Let’s talk about sex and babies. Obviously to have a baby, you have to have sex. What about after conception? I didn’t realize just how much having a baby would effect my sex life. This is a topic I felt fairly alone in, until I was able to open up to friends and realized I was definitely not alone. There is also a TON of variance in couples (obviously) so take this with a grain of salt.
After having our little girl, I assumed once I was healed from birth and got the go ahead from my doctor, my sex life would resume as normal. Little did I realize the tiny, alien like potato baby was also a succubus and would suck all the life and energy out of me and my husband for basically the first three months of her life. We did, however, make it over the first time postpartum hurdle. We took it slow, lowered all expectations, and it was fine.

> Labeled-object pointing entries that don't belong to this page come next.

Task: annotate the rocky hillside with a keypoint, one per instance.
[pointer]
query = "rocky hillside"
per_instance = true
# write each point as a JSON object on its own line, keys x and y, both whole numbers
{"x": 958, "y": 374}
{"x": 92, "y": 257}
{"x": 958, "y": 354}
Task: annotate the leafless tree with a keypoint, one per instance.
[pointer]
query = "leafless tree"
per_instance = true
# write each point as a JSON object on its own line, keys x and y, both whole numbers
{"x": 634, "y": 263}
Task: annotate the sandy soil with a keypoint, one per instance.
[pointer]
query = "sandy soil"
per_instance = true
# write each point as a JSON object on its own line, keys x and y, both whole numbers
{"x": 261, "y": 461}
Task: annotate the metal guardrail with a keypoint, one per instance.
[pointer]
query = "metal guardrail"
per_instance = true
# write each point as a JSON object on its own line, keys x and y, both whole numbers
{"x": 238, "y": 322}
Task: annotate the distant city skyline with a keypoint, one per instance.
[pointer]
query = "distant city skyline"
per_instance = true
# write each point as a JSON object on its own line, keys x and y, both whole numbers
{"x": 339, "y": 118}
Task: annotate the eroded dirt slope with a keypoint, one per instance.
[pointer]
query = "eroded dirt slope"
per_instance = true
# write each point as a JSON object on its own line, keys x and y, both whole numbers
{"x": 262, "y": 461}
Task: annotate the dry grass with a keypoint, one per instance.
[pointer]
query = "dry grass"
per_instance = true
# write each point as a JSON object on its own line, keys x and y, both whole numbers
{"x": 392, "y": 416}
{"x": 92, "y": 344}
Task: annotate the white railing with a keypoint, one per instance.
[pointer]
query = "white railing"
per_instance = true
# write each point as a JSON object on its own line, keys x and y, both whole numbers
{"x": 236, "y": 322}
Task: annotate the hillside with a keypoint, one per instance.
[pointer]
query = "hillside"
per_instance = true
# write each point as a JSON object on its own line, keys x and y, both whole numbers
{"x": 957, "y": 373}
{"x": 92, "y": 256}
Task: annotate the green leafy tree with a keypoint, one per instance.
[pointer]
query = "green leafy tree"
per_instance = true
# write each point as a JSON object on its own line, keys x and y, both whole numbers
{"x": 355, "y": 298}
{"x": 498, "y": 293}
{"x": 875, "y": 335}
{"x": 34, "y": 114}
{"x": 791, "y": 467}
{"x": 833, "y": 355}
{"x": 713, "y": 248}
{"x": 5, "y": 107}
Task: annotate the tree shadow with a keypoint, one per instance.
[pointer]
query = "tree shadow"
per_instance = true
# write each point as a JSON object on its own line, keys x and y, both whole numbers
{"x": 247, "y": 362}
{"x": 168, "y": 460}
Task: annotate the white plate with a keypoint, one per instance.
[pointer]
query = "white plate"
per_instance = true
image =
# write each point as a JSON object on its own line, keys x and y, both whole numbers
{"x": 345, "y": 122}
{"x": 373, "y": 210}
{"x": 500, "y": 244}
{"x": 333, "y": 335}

Once that bubble was broken, and we were getting into the swing of parenthood again I thought, “surely now, our relationship will resume as it was”. Again friends, I was so wrong. When you have a baby, it is so easy to let the intimate and romantic part of your relationship slowly fade away. You become so focused on your child, your house, work, family, basically everything else but each other. As the months went by, sex was few and far between, but what really suffered was any form of casual intimacy between us. No longer were there hugs when he arrived home, kisses goodbye in the morning, a passing touch in the hallway, snuggling on the couch at night. We both retreated into ourselves, and became co-parenting roommates without even realizing it.
I thought my marriage was failing. I thought it was all my fault, because most days by the end of the night the last thing I was thinking about was sex. I was exhausted. My body was still not my own, as I’ve exclusively breastfed Claire. I felt touched out some days, after having a clingy baby on me. And the lack of casual intimacy affected me greatly. I didn’t want to have sex with someone who I’ve barely talked to all day. Who I haven’t touched in days. It felt like I’d be jumping into bed with a stranger.

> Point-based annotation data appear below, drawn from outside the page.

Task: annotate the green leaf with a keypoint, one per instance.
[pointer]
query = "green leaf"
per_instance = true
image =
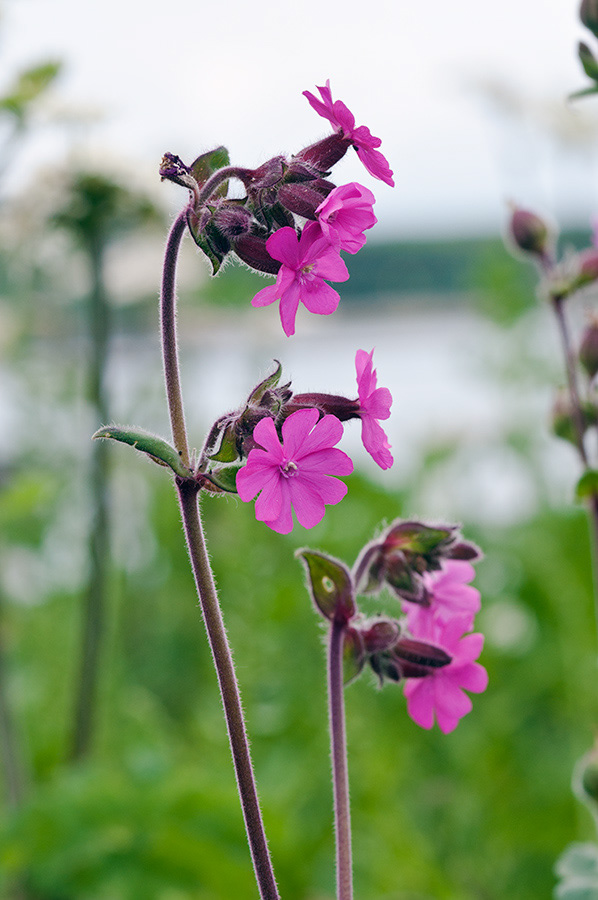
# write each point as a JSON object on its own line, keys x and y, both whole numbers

One night after the baby was asleep we talked over wine. I cried, and said I didn’t understand how we got here. We absolutely let ourselves completely neglect the intimate part of our relationship. NO MORE, we cried! .
We took action to really focus on each other. Hold hands while talking on the couch. Asking each other about our day, bring casual intimacy back into our daily lives. We began to schedule sex, this may seem completely unromantic, but this way, we were setting aside time for each other. Even if sex didn’t happen, we would take the time to check in with each other. Even if it was just ending the night cuddling before falling asleep. It was a way for us to find a way back to each other.
Does that mean everything is all fixed? Absolutely not. I regularly have to check in with myself and make sure I’m still setting that time aside. It’s so easy to slip back into focusing on baby, the house, social commitments, basically anything but my husband. It is so important to communicate about it, even if it’s the most awkward thing. Grab a bottle of red, open it up and say, let’s talk about sex.